Je peuter ontwikkelt zich van een heel afhankelijk klein mensje, naar een zelfstandig individu. En dat kan soms met heel veel geschreeuw, conflicten en driftbuien gepaard gaan… Prachtig om te zien en te ervaren hoe zijn geestelijke ontwikkeling dagelijks groeit en bloeit naar een eigen persoonlijkheid.
Peuterpuberteit
De geestelijke ontwikkeling van je kleine man of vrouw, gaat niet van een leien dakje of zonder enige slag of stoot. Nope. Het gaat er soms pittig aan toe, met bijvoorbeeld de peuterpuberteit. De peuterpuberteit is een periode waarin je peuter een bepaalde ontwikkelingsfase doormaakt. Tijdens deze periode ontstaat de eigen identiteit van je peuter, het zelfbewustzijn. Het lijkt een beetje op een gewone pubertijd omdat ook deze periode gepaard kan gaan met heftige emoties en stevige conflicten. Je peuter doet niet langer alleen maar wat jij wilt, maar wil alles zelf gaan doen op zijn manier. Hij krijgt door dat hij ook dingen kan doen, los van zijn ouders. Hij wil nu zelf dingen ondernemen, pakken, aanraken en uitproberen.

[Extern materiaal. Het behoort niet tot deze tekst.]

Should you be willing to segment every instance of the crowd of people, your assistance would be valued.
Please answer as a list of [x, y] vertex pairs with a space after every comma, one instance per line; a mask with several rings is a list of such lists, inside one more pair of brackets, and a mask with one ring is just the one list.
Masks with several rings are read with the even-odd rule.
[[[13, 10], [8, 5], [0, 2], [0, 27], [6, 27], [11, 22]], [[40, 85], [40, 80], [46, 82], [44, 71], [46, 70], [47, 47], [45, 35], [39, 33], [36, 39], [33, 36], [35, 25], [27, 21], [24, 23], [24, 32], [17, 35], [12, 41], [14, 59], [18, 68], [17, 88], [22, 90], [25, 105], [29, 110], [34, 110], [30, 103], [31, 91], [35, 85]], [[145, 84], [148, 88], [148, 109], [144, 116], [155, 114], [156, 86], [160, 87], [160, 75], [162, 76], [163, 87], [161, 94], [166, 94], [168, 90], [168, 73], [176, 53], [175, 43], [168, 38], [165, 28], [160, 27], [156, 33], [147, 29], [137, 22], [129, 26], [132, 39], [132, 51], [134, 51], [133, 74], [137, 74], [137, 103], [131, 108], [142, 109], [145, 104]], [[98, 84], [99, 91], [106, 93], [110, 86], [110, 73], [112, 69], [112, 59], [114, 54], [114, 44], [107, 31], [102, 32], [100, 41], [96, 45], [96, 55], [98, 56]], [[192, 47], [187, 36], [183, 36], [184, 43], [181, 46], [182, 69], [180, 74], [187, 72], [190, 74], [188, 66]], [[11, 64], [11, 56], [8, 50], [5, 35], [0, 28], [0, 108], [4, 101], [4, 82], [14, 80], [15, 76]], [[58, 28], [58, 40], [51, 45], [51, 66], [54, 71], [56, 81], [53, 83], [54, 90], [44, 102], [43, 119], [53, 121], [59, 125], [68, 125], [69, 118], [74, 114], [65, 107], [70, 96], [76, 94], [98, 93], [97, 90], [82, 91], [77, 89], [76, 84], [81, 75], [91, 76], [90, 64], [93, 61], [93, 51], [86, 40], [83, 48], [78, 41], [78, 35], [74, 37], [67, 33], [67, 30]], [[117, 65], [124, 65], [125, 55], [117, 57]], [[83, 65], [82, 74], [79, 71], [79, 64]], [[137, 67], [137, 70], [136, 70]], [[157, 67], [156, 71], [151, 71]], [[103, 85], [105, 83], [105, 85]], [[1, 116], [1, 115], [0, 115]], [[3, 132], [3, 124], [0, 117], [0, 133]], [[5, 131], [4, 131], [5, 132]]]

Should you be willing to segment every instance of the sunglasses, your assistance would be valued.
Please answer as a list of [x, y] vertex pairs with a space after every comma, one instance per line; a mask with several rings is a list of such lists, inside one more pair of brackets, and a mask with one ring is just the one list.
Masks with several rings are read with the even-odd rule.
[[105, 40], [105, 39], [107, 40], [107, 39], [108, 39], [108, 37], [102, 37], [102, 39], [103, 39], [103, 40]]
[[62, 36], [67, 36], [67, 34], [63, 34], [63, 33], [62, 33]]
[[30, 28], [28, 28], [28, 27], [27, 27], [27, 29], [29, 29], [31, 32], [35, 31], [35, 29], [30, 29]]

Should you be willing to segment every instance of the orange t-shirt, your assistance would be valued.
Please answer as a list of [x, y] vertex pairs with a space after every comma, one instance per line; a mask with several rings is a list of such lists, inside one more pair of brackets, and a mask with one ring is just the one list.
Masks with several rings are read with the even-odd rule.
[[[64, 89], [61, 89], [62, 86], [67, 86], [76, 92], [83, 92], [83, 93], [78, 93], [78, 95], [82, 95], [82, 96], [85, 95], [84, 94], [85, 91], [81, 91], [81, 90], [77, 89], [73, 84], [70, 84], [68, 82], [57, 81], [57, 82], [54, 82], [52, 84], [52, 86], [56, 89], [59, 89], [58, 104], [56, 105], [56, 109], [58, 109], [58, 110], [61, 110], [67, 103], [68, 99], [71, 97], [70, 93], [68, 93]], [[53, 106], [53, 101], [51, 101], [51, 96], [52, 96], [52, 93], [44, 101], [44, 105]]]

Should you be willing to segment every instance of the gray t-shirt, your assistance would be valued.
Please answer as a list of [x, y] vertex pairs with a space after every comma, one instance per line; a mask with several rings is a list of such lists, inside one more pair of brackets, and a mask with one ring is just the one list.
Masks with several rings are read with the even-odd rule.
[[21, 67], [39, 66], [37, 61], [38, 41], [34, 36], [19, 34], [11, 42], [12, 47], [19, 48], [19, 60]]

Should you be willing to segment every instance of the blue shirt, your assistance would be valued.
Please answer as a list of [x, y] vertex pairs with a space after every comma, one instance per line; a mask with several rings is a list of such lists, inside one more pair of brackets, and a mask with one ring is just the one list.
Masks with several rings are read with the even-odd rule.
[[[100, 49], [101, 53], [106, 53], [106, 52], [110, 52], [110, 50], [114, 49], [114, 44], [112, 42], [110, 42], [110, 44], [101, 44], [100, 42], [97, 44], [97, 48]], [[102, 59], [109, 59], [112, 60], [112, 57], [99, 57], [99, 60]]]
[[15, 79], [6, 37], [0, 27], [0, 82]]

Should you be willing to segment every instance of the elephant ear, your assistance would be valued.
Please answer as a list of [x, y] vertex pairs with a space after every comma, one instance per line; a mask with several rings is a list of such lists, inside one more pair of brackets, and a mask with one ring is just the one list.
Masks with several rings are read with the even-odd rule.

Als je peuter zijn eerste verjaardag heeft gevierd, gaat hij een opstandige fase tegemoet. Hij zal al snel het woordje ‘nee‘ onder de knie krijgen. Tussen zijn tweede en derde verjaardag breekt er opnieuw een verzetstrijd aan. Je peuter ontdekt zijn eigen willetje en onafhankelijkheid. Na zijn eerste verjaardag is hij nog niet bewust van de gevolgen van zijn verzet, maar na zijn tweede verjaardag is dit besef wél aanwezig.
Geestelijke ontwikkeling betekent ook strijd met zichzelf
Zojuist zei ik het al, zijn geestelijke ontwikkeling wordt hem, noch jou, in de schoot geworpen. Hij voert niet alleen een strijd met zichzelf, maar ook met jou. Want eigenlijk wil hij nog best klein (veilig) blijven, maar een natuurlijke drang ‘dwingt’ hem zich los te maken van zijn ouders. Eigenlijk is dit een heel positieve periode. Je peuter is namelijk aan het ontdekken wat zijn positie is in het gezin en daarbuiten.
In deze periode leert hij dat er regels en grenzen zijn en laten we eerlijk zijn, hij kan alleen maar het belang van deze grenzen leren als hij ze probeert te overschrijden. Natuurlijk is het soms zeer vermoeiend om als ouder met zo’n dwarse peuter om te gaan. Zeker op de momenten dat je moe bent of gehaast. Naast zijn opvoeding zijn er drie bouwstenen die bepalend zijn voor de vorming van zijn persoonlijkheid: karakter, temperament en omgeving.
Tips om met je dwarse peuter om te gaan
Hoe kom je nou zo goed mogelijk die periode van zijn geestelijke ontwikkeling door? Voor hem maar natuurlijk ook voor jezelf. Peuters zijn goed in staat je geduld op de proef te stellen. Het ‘gevaar’ boos uit je slof te schieten ligt op de loer, terwijl boos worden helemaal geen zin heeft. Sterker nog, een boze reactie heeft ook nog eens een averechtse werking op het dwarse peuterpuberteitgedrag. Achteraf ben je verbaasd hoe dat kleine mannetje of vrouwtje het (weer) is gelukt je uit de tent te lokken. Wist je trouwens dat je peuter het zelf ook helemaal niet leuk vindt en dat hij zelf ook verdrietig wordt van zijn dwarse gedrag? Maar soms kan hij gewoon niet anders…
Tips
Straffen is niet verkeerd, maar belonen is beter. Positieve aandacht werkt vaak het beste. Jouw reactie is namelijk zeer belangrijk voor hem.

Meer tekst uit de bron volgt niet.